I’m a big believer in not suffering the consequences of misplaced priorities. I think there are a lot of minefields in diet management and PCOS, and I think time would be better spent focusing on those issues. For example, while reduced BMR does not seem to be a significant factor, decreased daily physical activity in those with PCOS has shown to be a trend here, here, and here. Women with PCOS also have a higher chance of being affected by mental health issues. And as discussed, reduced insulin sensitivity mixed with a propensity for high glycemic intake is also a repeating occurrence.

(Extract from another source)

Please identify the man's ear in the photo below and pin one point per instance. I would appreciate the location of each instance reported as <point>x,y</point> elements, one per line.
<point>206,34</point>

All these things could be addressed with better education on these topics versus the distraction of BMR hyperbole. We could discuss the roles that medication and lifestyle play in the treatment of PCOS. Wouldn’t it be great if more attention was paid to mental health, dietary practices, or the benefits of exercise?
Ultimately, the data in this article gives a different level of clarity and understanding of the topic, allowing us to say, “There’s a lot of interesting things going on here, but BMR probably isn’t one of them. What should we focus on next?”